思い立ったが吉日、今日から最寄り駅より二駅前の駅で降りよう。そうすれば足ももう少し引き締まってまた白いパンツが穿けるはずだ。香織は心にそう言い聞かせて電車を降りる。たった二駅しか離れていないのに、駅前は知らない店で溢れていた。
伸仁さん?いや、そんなわけがないか…。彼によく似た香りが香織を引き寄せる。
そして、一軒の隠れ家のような店に辿り着いた。
カランコロン。ドアベルの優しい響きとともに香りの波が押し寄せる。
「いらっしゃいませ」
声色的に、私より年上であろう女性店員が淑やかに言う。大人の余裕というやつだろう、香織には、醸し出すことのできない上品な色気だ。
「何かお探しですか?」
カウンターから音もなく、店内をうろついていた私の背後に迫っていた。
「あ、ええ…まあ」
恋人の匂いにそっくりだったので寄りました。だなんて口が裂けても言えない。思考を巡らした末、香織は言葉ではなく、声をひねり出すので精いっぱいだった。
「甘い、温かな感じのする匂いってありますか?」
「そうですね…三番と七番、十番あたりでしょうか…サンプルを持ってまいります」
店員の用意したサンプルに鼻を近づけ、手で扇ぐ。似ている。三つとも匂いは違えど、本質的なものが同じな気がする。

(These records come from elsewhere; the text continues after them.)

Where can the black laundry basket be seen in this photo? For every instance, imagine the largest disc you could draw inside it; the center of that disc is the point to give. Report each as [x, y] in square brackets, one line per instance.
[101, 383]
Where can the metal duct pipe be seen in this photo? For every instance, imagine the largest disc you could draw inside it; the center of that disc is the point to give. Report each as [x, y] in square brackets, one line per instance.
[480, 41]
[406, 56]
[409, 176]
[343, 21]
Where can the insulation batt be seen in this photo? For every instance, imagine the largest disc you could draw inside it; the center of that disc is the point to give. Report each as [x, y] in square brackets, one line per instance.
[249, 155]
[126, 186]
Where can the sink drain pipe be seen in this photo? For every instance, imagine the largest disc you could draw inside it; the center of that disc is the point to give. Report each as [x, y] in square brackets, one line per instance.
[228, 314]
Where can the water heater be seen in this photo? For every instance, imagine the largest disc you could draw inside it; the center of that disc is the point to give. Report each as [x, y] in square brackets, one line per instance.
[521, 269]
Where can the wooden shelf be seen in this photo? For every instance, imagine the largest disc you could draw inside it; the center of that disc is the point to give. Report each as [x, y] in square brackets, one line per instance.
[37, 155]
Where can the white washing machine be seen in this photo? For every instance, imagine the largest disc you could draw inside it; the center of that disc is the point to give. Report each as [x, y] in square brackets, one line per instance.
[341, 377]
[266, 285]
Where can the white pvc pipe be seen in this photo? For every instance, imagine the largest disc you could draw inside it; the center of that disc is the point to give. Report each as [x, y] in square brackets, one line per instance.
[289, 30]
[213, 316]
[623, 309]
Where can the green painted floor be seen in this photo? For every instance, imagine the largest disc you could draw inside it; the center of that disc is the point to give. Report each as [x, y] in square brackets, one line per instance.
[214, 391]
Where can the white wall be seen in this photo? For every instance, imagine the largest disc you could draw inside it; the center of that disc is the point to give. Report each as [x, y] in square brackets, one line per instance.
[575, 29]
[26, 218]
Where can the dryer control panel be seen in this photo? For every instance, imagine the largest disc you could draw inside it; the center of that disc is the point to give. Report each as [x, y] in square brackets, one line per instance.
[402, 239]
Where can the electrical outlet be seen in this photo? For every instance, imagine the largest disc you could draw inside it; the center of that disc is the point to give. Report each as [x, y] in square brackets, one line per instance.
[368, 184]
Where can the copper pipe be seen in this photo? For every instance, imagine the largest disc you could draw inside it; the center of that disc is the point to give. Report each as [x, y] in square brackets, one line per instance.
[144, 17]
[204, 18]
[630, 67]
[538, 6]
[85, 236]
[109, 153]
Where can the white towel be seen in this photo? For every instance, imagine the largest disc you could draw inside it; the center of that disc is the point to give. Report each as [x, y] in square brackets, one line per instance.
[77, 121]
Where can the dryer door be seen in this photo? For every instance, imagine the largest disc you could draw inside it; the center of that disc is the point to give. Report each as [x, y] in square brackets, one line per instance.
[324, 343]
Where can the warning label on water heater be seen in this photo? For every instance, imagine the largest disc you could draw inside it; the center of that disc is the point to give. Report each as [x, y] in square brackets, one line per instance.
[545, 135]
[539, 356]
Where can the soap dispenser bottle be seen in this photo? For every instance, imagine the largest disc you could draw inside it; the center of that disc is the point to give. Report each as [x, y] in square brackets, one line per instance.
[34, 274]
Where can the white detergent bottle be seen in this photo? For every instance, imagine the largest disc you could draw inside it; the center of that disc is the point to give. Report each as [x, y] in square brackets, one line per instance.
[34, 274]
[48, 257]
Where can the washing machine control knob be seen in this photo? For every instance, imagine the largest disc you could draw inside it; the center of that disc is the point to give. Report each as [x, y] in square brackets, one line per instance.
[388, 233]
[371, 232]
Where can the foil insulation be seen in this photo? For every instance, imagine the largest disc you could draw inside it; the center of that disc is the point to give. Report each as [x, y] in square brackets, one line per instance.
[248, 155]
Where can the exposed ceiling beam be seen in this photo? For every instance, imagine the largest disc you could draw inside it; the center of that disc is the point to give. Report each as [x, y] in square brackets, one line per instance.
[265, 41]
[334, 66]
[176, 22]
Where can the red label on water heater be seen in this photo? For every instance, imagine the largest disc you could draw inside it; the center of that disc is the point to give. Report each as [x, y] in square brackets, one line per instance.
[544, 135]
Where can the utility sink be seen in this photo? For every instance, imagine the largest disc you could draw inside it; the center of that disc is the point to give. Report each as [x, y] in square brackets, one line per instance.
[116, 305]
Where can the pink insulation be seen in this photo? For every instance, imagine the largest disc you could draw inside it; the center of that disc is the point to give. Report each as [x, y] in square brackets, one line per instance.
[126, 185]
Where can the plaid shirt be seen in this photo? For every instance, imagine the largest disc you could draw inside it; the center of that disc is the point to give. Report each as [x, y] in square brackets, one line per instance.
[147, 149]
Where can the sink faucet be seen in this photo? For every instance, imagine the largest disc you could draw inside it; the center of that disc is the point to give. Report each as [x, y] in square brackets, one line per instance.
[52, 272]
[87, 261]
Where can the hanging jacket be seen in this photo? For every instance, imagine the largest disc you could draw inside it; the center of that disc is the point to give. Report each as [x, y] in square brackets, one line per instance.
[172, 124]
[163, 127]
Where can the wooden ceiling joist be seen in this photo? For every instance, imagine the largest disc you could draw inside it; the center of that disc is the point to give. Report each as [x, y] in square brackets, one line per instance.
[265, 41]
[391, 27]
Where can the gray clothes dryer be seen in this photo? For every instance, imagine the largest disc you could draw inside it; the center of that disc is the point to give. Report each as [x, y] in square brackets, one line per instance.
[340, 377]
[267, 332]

「この三つは麝香の再現をした人口ムスクを使用しております。三番はどちらかというと男性向けの商品になりますが、どれも男女ともに人気のある匂いでございます」
これだ、去り際の彼の放つ、枕に残る残香の正体は。
「七番の香水いただけますか?」
三番は、店員の言う通り、少しツンとした、男性に似合いそうな匂いで、十番は何か物足りない。七番のバラの香りの中に隠れた本能をくすぐるような香りに惚れた。
「はい。少々お待ちください」
少し値が張ったが、いい買い物をしたと香織は思った。自然と店からの道のりが軽く感じる。
今度萩原に会うときは、あのダヴィンチの絵画の出てくるミステリサスペンスの映画にしよう。そして、新調した香水を髪に吹き付け、彼の足をくすぐってみようか。
比翼の鳥の香織は、いつかその翼で空を舞うことを夢見て、家に向かって歩き始める。